There are a number of parameters in R that have global state (e.g. option(), environmental variables, par(), ...) and it's useful to be able to run code temporarily in a different context. devtools provides with_something() function to make this a little eaiser:

with_something <- function(set) {
  function(new, code) {
    old <- set(new)
    on.exit(set(old))
    force(code)
  }
}

You then combine with_something() with a setter function that returns the previous values. There are a number of base R functions that already behave this way:

in_dir <- with_something(setwd)
with_options <- with_something(options)
with_par <- with_something(par)

Others, like Sys.setlocale(), need more wrapping:

set_locale <- function(cats) {
  stopifnot(is.named(cats), is.character(cats))

  old <- vapply(names(cats), Sys.getlocale, character(1))

  mapply(Sys.setlocale, names(cats), cats)
  invisible(old)
}
with_locale <- with_something(set_locale)

capture.output

capture.output2 <- function(..., env = parent.frame()) {

  file <- textConnection("rval", "w", local = TRUE)
  sink(file)
  on.exit(sink())

  args <- dots(...)
  for(i in seq_along(args)) {
    out <- withVisible(eval(args[[i]], env))
    if (out$visible) print(out$value)
  }

  sink()
  on.exit()

  rval
}

The default R implementation makes it possible to supply multiple pieces of code and combines all of their output. We could considerably simplify the function if we only captured one output. If we do this, we don't need to explicitly evaluate each part of the code, and can instead explicitly force lazy evaluation.

capture.output3 <- function(code) {
  file <- textConnection("rval", "w", local = TRUE)
  sink(file)
  on.exit(sink())

  force(code)

  sink()
  on.exit()

  rval
}

If you want to capture more types of output (like messages and warnings), you may find the evaluate package helpful. It powers knitr, and does it's best to ensure high fidelity between its output and what you'd see if you copy and pasted the code at the console.

How does local work?

Rewrite to emphasise what local should do, and how you could implement it yourself.

The source code for local is relatively hard to understand because it is very concise and uses some sutble features of evaluation (including non-standard evaluation of both arguments). If you have read computing-on-the-language, you might be able to puzzle it out, but to make it a bit easier I have rewritten it in a simpler style below.

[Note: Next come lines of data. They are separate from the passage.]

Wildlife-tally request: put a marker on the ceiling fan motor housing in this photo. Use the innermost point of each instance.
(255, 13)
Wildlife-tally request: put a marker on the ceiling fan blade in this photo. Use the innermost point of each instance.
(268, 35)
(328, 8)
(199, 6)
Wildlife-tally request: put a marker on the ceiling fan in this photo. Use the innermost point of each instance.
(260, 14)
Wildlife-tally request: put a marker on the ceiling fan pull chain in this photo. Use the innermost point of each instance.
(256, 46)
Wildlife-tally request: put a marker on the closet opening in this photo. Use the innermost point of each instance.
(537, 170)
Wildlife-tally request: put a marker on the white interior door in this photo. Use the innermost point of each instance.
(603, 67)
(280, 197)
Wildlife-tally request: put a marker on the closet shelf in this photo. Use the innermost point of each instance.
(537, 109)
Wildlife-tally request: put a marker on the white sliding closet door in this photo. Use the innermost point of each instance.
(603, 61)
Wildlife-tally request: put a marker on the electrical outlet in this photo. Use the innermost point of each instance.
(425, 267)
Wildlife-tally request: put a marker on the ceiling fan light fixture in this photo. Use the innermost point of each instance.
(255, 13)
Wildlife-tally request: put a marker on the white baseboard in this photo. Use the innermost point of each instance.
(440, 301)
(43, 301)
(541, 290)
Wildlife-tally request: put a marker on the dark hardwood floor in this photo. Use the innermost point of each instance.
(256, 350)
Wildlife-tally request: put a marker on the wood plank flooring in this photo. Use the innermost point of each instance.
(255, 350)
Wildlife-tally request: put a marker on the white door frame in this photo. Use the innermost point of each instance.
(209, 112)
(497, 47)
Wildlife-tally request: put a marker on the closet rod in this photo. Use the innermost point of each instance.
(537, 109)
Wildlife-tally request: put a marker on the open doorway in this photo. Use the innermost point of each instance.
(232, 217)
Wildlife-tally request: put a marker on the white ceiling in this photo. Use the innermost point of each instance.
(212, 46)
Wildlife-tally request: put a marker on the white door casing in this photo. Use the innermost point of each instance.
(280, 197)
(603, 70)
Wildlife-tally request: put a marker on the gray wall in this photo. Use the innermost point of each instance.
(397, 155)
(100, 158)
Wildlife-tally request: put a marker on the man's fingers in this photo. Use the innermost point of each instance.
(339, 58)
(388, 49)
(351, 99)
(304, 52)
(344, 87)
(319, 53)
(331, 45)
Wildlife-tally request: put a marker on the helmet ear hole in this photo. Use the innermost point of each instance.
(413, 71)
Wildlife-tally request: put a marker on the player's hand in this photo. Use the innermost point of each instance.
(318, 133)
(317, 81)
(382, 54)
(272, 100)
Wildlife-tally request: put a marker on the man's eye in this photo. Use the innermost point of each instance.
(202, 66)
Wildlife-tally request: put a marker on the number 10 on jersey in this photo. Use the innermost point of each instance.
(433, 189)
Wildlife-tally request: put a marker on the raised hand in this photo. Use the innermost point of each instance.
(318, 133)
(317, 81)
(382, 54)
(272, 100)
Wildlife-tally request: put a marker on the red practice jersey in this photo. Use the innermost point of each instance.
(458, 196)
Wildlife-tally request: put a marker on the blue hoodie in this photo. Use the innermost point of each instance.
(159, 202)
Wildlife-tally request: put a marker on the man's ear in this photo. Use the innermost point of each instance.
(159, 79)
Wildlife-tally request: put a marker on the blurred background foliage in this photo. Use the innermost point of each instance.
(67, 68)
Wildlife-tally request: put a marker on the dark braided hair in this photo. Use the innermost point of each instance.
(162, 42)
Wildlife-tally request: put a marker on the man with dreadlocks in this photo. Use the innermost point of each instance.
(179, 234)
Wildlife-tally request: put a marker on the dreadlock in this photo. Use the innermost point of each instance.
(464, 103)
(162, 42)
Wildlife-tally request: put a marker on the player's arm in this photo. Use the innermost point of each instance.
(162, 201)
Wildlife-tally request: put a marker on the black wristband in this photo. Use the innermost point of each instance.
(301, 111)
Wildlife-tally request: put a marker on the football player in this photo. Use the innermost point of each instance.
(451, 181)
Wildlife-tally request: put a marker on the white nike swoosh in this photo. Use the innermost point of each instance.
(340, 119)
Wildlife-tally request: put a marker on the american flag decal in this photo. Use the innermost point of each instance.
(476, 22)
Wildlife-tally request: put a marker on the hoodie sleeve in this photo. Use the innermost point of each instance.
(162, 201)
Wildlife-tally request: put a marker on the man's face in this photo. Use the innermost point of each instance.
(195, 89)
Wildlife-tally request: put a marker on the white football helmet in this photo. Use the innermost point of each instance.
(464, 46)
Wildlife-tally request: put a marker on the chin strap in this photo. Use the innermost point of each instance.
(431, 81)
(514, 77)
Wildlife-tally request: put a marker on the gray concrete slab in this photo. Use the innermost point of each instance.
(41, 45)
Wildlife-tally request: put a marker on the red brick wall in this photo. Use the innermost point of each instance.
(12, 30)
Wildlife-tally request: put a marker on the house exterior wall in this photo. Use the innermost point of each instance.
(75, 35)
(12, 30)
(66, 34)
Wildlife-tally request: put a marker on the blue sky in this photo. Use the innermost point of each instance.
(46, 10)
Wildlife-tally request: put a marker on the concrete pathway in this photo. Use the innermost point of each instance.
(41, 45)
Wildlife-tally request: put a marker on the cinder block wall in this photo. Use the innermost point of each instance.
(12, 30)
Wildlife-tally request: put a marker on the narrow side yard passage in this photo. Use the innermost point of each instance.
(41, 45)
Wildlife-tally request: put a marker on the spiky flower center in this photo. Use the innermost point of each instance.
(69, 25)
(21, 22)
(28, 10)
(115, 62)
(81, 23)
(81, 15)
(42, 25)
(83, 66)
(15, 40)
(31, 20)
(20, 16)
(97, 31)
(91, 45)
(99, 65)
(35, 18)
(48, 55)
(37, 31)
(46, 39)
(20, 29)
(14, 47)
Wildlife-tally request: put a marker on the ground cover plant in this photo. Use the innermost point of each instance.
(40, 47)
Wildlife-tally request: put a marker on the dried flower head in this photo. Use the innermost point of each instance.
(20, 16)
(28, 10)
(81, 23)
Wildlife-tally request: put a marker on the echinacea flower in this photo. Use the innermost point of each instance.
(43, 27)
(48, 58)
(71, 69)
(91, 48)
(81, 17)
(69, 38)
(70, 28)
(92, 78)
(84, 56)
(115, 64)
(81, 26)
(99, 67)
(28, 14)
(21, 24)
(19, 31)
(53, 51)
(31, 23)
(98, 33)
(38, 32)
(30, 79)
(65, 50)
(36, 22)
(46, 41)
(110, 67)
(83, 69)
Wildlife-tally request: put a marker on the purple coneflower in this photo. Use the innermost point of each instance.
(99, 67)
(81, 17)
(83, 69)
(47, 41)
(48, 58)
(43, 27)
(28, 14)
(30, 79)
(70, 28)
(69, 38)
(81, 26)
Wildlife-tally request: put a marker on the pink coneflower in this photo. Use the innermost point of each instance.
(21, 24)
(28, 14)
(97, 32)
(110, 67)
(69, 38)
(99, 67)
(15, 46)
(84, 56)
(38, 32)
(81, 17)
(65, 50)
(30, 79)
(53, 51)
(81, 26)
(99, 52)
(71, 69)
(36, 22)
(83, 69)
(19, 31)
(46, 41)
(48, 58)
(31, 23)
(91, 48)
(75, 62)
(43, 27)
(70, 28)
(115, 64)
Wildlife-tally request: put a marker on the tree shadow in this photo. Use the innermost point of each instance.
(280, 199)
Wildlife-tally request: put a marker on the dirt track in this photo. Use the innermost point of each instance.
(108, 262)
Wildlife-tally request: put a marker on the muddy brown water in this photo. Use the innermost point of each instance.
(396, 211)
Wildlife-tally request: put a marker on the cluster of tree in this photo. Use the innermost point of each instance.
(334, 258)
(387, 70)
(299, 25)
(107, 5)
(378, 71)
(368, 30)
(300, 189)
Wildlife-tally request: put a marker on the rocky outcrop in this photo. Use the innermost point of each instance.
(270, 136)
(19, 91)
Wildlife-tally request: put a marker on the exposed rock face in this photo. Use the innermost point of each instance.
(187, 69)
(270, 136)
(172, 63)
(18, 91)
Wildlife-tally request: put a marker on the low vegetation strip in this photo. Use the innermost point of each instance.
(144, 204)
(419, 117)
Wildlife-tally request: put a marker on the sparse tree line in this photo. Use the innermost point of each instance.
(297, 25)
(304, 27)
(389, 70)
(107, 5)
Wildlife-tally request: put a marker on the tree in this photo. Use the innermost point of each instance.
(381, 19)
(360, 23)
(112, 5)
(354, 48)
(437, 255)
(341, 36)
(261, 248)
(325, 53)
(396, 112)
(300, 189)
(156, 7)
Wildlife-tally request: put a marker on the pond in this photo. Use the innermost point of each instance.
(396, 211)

local2 <- function(expr, envir = new.env()) {
  env <- parent.frame()
  call <- substitute(eval(quote(expr), envir))

  eval(call, env)
}
a <- 100
local2({
  b <- a + sample(10, 1)
  my_get <<- function() b
})
my_get()

You might wonder we can't simplify to this:

local3 <- function(expr, envir = new.env()) {
  eval(substitute(expr), envir)
}

But it's because of how the arguments are evaluated - default arguments are evalauted in the scope of the function so that local(x) would not the same as local(x, new.env()) without special effort.

local is effectively identical to

local4 <- function(expr, envir = new.env()) {
  envir <- eval(substitute(envir), parent.frame())
  eval(substitute(expr), envir)
}
local4(9+9)

But a better implementation might be

local5 <- function(expr, envir = NULL) {
  if (is.null(envir))
    envir <- new.env(parent = parent.frame())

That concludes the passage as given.